DTU’s own tokamak for fusion energy research
As the only university in Northern Europe, DTU can now perform fusion energy experiments using its own tokamak.
By Anne Kirsten Frederiksen
In one of DTU’s basements stands a so-called tokamak—a unique device that can well play a pivotal role in the University’s research in microwave physics and fusion energy. The tokamak consists of a reactor and a number of associated measuring instruments—the latter built by DTU itself via, among other things, several student projects.
Getting the tokamak to Denmark has required two years’ intense effort by Professor and Head of Section Volker Naulin. The equipment, which costs in the region of EUR 1,4 million (DKK 10 million), was built by UK start-up Tokamak Energy and is on permanent loan to DTU.
“The tokamak arrived at DTU at the end of 2018, and in the early spring, we succeeded in producing the first plasma. This shows that the tokamak is fit for purpose and can be used in our research as soon as we have finished developing all the necessary measuring equipment,” says Senior Researcher Stefan Kragh Nielsen, DTU Physics.
Currently, work is underway to fully automate the tokamak so it can be used by simply pressing a button, thus enabling students interested in fusion energy to work with it.
“The tokamak will give our students the opportunity to see how experiments take place in this type of reactor before having to perform similar experiments at the major international research facilities—e.g. JET in the UK, the Max Planck Institute in Germany, and the upcoming ITER in France,” says Stefan Kragh Nielsen.
“In addition, in future some of our own experiments will be carried out in the tokamak, so we avoid having to wait to book time with the large research infrastructures—just as it gives us the freedom to try out different and perhaps untraditional ideas,” says Stefan Kragh Nielsen.
A number of DTU students have helped to build the instruments which in future will be used to perform measurements in the plasma when the tokamak is used—e.g. to measure density, temperature, and microwave levels. Stefan Kei Akazawa has developed one of the measuring instruments in connection with his bachelor project.
“I’ve developed an instrument that can measure the density of electrons in the plasma. It has been an incredibly exciting and challenging task. If we want to obtain good experimental data from the tokamak, my instrument must perform well,” says student Stefan Kei Akazawa, who is delighted to have the opportunity to work with the tokamak.
Three second year students have also worked with the tokamak in connection with a project where they measured magnetic fields.
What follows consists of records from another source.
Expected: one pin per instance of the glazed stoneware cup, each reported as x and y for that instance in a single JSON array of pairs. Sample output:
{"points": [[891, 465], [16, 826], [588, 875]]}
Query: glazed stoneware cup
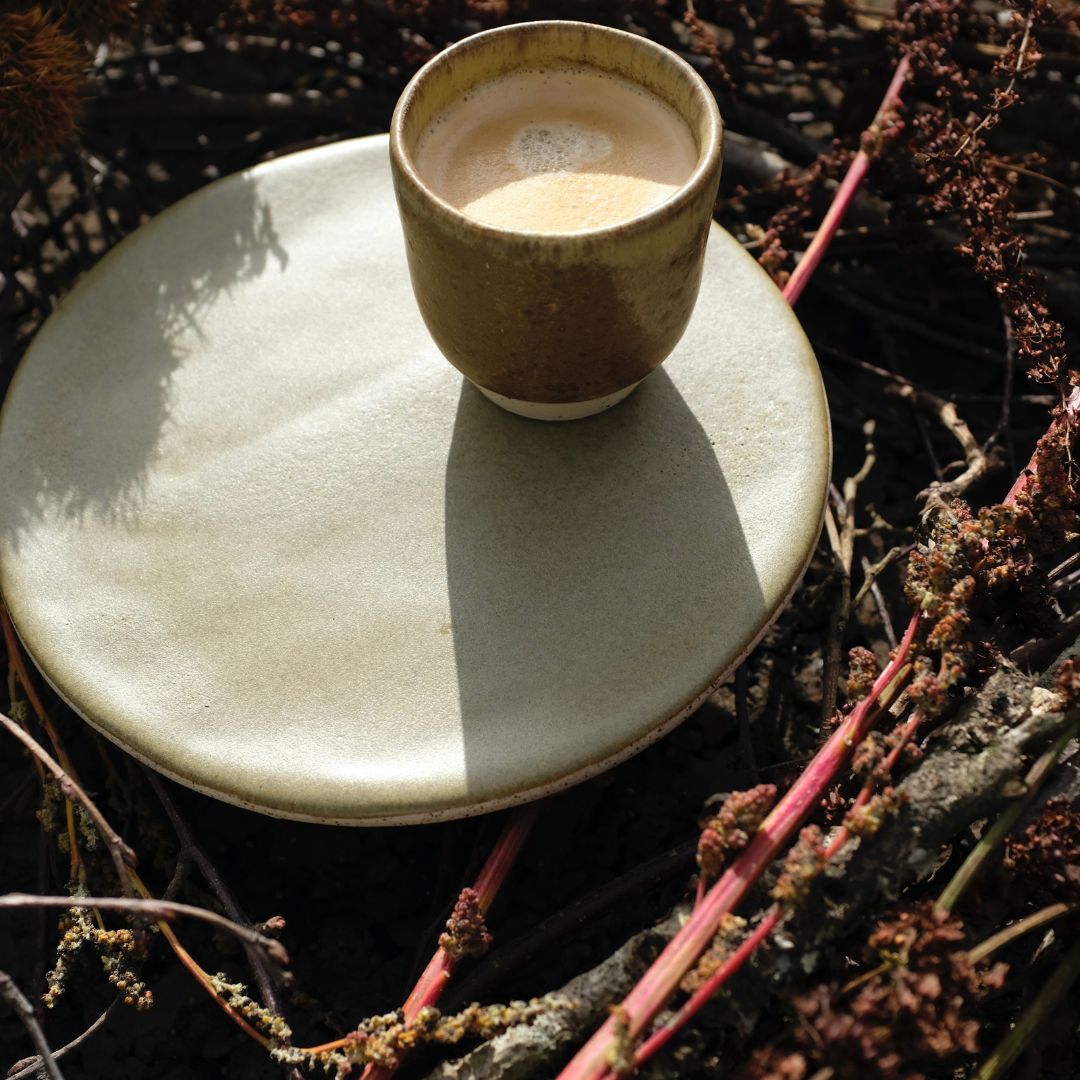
{"points": [[555, 325]]}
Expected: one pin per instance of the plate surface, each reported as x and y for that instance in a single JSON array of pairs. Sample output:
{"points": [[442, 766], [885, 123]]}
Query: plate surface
{"points": [[256, 530]]}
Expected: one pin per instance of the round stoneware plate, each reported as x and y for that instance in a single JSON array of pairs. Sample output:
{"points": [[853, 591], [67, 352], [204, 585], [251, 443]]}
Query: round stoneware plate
{"points": [[257, 531]]}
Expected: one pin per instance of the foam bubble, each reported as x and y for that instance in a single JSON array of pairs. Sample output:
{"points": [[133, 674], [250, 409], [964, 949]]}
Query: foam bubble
{"points": [[557, 146]]}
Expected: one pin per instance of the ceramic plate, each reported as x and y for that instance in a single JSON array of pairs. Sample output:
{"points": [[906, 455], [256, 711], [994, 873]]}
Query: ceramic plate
{"points": [[257, 531]]}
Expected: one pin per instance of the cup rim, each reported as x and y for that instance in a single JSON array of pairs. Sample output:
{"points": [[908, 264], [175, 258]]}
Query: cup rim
{"points": [[709, 162]]}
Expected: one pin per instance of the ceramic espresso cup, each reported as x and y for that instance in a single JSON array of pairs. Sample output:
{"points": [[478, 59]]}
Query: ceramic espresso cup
{"points": [[555, 325]]}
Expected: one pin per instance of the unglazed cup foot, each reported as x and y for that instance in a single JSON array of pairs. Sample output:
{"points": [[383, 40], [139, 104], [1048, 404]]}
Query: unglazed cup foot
{"points": [[558, 410]]}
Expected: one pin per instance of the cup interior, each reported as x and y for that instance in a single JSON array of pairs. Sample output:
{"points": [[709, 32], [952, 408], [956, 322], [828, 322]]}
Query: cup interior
{"points": [[487, 56]]}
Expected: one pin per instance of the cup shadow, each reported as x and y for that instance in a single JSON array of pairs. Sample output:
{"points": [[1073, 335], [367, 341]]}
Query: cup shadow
{"points": [[597, 575]]}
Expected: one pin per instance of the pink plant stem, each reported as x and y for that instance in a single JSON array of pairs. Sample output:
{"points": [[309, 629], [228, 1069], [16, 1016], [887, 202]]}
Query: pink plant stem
{"points": [[707, 988], [733, 962], [846, 192], [864, 796], [430, 985], [667, 970]]}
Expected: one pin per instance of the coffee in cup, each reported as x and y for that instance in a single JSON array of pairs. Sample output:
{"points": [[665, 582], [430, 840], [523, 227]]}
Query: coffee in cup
{"points": [[555, 183], [556, 150]]}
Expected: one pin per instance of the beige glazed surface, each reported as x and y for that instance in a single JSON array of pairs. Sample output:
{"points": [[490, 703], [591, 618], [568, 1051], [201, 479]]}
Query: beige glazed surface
{"points": [[259, 532], [568, 318]]}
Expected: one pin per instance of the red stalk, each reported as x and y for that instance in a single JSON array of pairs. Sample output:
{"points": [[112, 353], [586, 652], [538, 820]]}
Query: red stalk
{"points": [[430, 985], [692, 1006], [846, 192], [667, 970]]}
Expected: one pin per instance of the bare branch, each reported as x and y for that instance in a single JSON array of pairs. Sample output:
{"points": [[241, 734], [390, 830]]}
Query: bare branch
{"points": [[151, 909], [34, 1066], [123, 856], [24, 1011], [214, 879], [979, 462]]}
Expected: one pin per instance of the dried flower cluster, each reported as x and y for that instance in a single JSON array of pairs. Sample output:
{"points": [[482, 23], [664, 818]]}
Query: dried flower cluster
{"points": [[964, 179], [730, 829], [116, 949], [1047, 855], [862, 673], [915, 1008], [802, 864], [382, 1040], [467, 933]]}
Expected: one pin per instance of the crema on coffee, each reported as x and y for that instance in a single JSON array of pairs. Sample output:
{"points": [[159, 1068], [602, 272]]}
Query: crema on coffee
{"points": [[556, 150]]}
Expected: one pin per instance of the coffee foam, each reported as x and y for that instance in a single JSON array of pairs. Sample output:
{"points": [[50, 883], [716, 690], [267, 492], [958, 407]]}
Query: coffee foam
{"points": [[557, 146], [556, 150]]}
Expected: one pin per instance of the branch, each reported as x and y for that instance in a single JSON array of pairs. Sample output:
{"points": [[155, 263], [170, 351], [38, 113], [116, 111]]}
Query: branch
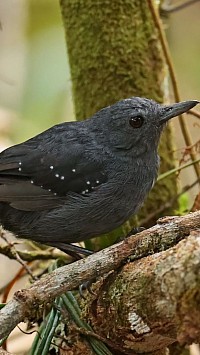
{"points": [[32, 255], [26, 302], [154, 301], [167, 54]]}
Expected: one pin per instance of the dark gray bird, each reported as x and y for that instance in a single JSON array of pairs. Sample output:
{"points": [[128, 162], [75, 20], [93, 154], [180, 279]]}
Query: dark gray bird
{"points": [[78, 180]]}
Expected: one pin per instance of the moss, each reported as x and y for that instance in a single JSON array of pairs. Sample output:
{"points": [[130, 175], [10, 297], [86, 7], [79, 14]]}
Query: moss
{"points": [[114, 52]]}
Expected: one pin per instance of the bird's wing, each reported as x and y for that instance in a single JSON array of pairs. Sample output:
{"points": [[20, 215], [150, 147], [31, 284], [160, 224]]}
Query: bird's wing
{"points": [[39, 174]]}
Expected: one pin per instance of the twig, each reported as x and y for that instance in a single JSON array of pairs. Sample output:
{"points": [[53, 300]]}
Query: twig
{"points": [[168, 59], [194, 113], [168, 204], [175, 170], [26, 302], [175, 8]]}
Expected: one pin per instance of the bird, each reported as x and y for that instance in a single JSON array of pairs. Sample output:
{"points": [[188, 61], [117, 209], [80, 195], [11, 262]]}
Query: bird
{"points": [[78, 180]]}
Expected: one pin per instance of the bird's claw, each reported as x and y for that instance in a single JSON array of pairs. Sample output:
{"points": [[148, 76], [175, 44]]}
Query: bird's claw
{"points": [[86, 286]]}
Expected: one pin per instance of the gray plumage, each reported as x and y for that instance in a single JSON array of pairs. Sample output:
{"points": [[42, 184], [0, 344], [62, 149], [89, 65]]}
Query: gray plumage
{"points": [[78, 180]]}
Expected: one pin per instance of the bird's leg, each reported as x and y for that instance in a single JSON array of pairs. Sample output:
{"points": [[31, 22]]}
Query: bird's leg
{"points": [[73, 250]]}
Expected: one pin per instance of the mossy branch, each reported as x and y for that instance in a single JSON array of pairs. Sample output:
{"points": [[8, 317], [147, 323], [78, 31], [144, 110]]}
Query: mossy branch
{"points": [[166, 233]]}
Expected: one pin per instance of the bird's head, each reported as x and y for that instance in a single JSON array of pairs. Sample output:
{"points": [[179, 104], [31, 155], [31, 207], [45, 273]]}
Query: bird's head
{"points": [[136, 123]]}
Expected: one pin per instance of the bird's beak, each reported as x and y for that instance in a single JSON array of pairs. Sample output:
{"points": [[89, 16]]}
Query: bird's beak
{"points": [[177, 109]]}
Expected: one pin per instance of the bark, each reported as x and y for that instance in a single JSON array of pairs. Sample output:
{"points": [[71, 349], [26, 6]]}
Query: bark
{"points": [[153, 302], [154, 291], [114, 53]]}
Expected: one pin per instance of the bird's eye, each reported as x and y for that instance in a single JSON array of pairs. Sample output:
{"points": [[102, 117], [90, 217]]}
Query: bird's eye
{"points": [[136, 122]]}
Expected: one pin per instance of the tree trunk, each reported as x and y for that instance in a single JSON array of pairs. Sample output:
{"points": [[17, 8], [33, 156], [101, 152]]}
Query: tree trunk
{"points": [[114, 53]]}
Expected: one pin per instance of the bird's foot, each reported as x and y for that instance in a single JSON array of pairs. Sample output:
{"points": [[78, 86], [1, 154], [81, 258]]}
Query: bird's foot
{"points": [[86, 286], [133, 231]]}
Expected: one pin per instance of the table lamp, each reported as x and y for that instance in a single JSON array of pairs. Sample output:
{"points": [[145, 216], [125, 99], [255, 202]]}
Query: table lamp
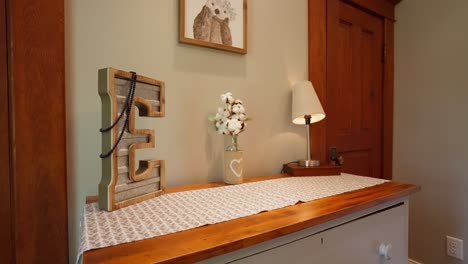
{"points": [[306, 109]]}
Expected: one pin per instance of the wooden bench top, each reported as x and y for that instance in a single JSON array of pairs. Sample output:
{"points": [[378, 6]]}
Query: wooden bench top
{"points": [[212, 240]]}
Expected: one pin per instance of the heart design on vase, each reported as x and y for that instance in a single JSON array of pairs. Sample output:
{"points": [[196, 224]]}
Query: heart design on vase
{"points": [[238, 161]]}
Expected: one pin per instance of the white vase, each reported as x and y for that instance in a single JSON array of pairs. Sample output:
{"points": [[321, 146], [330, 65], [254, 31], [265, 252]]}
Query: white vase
{"points": [[233, 163]]}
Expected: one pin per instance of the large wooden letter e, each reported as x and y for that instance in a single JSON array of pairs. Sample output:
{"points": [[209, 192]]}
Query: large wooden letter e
{"points": [[122, 183]]}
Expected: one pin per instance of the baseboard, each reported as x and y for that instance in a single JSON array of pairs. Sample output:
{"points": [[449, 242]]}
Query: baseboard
{"points": [[410, 261]]}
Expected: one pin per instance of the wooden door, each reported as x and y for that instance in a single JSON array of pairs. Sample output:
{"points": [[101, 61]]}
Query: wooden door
{"points": [[33, 186], [354, 88]]}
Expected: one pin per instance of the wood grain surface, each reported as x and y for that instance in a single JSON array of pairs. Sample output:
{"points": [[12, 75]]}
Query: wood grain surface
{"points": [[212, 240], [37, 103], [6, 239]]}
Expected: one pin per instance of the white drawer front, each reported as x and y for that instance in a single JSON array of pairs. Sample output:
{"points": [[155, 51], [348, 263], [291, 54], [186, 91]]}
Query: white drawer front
{"points": [[355, 242]]}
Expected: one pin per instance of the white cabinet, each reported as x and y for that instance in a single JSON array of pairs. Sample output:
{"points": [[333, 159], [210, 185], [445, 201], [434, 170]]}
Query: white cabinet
{"points": [[353, 239]]}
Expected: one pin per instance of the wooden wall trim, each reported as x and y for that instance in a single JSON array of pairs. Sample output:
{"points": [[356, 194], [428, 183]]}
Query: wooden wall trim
{"points": [[6, 234], [36, 79], [387, 126], [317, 28]]}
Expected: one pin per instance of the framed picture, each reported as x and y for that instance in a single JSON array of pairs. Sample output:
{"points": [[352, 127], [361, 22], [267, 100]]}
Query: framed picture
{"points": [[218, 24]]}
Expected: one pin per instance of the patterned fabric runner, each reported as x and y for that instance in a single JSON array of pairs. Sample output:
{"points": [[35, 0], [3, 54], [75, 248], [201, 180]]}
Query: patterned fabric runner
{"points": [[174, 212]]}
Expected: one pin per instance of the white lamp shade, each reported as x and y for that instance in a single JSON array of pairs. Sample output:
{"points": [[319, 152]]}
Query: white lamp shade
{"points": [[305, 102]]}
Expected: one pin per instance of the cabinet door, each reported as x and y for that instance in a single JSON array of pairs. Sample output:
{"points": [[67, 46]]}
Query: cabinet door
{"points": [[358, 242], [355, 242], [306, 250]]}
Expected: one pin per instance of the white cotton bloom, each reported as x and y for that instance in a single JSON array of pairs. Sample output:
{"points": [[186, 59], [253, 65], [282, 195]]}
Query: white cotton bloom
{"points": [[240, 117], [222, 130], [234, 126], [238, 108], [227, 98]]}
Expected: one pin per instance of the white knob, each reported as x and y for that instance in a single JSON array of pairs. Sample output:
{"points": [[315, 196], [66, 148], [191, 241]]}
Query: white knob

“It was incredibly exciting to have access to such an expensive measuring instrument—even though we’d just begun our studies,” says Mathias Timmer Sutherland.
“At the same time, it was a huge responsibility to deliver results that are necessary in order for researchers to assess how plasma is created in the tokamak. We also ended up spending many more hours than normal on this kind of projects because it was so exciting,” says Asbjørn Clod Pedersen.
All three students agree that they are attracted by the idea of continuing to work with fusion energy as a possible future green energy source. Stefan Kragh Nielsen is quick to emphasize that there are a large number of other student projects just waiting to be solved.
Facts about fusion energy
Fusion energy is produced by fusing nuclei together—in contrast to nuclear power plants which split atoms.
A tokamak contains plasma which can reach a temperature of well over 100 million degrees Celsius. The temperature at the Sun’s core is approximately 15 million degrees Celsius.
Plasma is formed through the extreme heating of gas, and in fusion plasmas, helium is produced from hydrogen isotopes in a fusion process. It is the same process as the Sun’s energy source and the one that releases energy.